During this time we sat in the adjoining living room next to a cheerful fire, drinking coffee, sampling several of those buns, and admiring the huge overhead beams. Original? We’re not sure, nor was Maria. There was no doubt, however, that the two silhouette portraits hanging on the far wall were of Ethan and Ira Allen.
Once everyone was happy, Maria showed us the kitchen, fully equipped with all the basics. Half of the space serves as her office, and the adjoining two rooms house the washer and dryer — a busy place in a B&B — and a modern furnace. Also off the kitchen is a sunroom, with a hot tub just outside. “On weekends the girls eat breakfast out here,” Maria told us, “and they just love the Jacuzzi.”
Eventually, after hugs for each of her departing guests (all of whom reacted to her as though she were practically their mother), Maria relaxed with us for a few minutes back in the living room. Ahead for her, of course, were the breakfast clean-up, changing the beds and washing the sheets, working out the grocery needs, dusting and vacuuming, and so on. Running a B&B, we realized, is sort of an endless series of tasks.

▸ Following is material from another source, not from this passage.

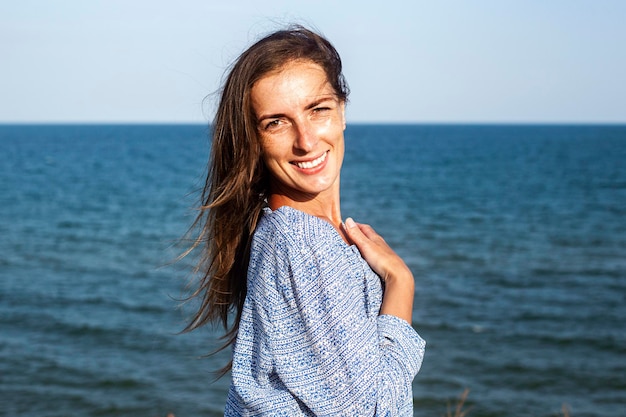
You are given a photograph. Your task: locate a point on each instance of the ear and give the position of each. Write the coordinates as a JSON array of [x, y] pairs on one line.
[[342, 107]]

“You have to love meeting people,” Maria noted. It was obvious that she fulfilled that requirement in spades. The current problem for her and Ed, she explained, was operating two homes — one as a business — and, at the same time, maintaining a family life for their three girls: “When we bought the Allen house three years ago, thinking it was a dream come true, we found we’d underestimated the difficulties in juggling those priorities.” Thus their decision to sell.